JP5723593B2 - Building jointing materials - Google Patents

Description

  The present invention relates to a joint material used for a building.

  Large tiles are attached to the walls of concrete buildings and the outer peripheral surfaces of pillars by attaching hardware to the concrete and fixing the large tiles to the hardware. Resin-based joint materials are used.

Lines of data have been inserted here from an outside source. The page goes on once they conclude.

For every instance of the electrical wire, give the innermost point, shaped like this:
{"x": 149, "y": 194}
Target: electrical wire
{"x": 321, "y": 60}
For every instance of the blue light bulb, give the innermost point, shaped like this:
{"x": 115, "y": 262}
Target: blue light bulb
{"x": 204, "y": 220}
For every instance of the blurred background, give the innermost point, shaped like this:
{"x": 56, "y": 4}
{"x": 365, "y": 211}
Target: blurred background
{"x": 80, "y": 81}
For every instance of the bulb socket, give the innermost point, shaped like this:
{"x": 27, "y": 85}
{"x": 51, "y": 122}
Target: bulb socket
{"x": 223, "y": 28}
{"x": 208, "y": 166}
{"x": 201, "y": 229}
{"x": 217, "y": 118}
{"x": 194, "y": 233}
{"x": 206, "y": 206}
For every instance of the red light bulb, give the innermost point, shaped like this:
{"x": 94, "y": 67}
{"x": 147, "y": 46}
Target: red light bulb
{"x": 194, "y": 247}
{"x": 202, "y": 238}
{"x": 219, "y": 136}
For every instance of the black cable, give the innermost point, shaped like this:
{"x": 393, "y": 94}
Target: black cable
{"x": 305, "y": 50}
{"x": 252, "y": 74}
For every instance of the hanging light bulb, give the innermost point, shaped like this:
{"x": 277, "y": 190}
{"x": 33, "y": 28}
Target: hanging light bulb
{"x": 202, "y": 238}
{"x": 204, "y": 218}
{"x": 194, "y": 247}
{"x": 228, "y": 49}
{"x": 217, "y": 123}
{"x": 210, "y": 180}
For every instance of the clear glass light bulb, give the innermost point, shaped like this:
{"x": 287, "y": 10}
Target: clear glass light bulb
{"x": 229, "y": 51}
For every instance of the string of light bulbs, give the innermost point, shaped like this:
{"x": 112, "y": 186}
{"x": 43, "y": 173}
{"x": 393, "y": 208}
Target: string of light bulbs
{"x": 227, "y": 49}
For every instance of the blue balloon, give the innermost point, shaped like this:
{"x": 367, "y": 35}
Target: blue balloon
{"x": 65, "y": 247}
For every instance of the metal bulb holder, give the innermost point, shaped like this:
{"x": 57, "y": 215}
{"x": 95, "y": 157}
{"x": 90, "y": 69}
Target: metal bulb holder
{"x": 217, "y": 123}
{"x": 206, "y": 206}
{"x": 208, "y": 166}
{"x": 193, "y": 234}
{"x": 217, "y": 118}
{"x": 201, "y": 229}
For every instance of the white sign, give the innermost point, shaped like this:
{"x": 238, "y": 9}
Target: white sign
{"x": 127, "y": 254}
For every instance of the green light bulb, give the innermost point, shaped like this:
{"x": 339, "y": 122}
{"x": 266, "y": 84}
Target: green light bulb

As the resin joint material, silicone joint material, modified silicone joint material, urethane joint material and epoxy resin joint material used for waterproofing pan and tile construction are known. Silicone joint material The modified silicone-based joint material and the urethane-based joint material have rubber elasticity and are too flexible so that there is a problem that durability is not sufficient and distortion is easily caused. In addition, the epoxy resin joint material has high rigidity and is prone to cracking, so that it can be finished smoothly without causing dripping or the like to adhere to the wall surface during construction, or can be wiped off when the joint material protrudes from the tile surface after construction. difficult.
On the other hand, the joint material for tiles (Patent Document 1) and epoxy resin joint material containing alicyclic epoxy resin or the like as a binder component and the unitization of tiles (Patent Document 2) are proposed. However, once the epoxy resin joint material protrudes from the tile surface, wiping is still difficult, and much work is still required for cleaning after construction, and workability has not been improved sufficiently. .

  On the other hand, in addition to the resin joint material, a cement joint material in which cement, fine aggregate, or the like is mixed is known. A joint material can be formed by adding cement-based joint material with water and kneading it to form a slurry and filling the joint space such as stone.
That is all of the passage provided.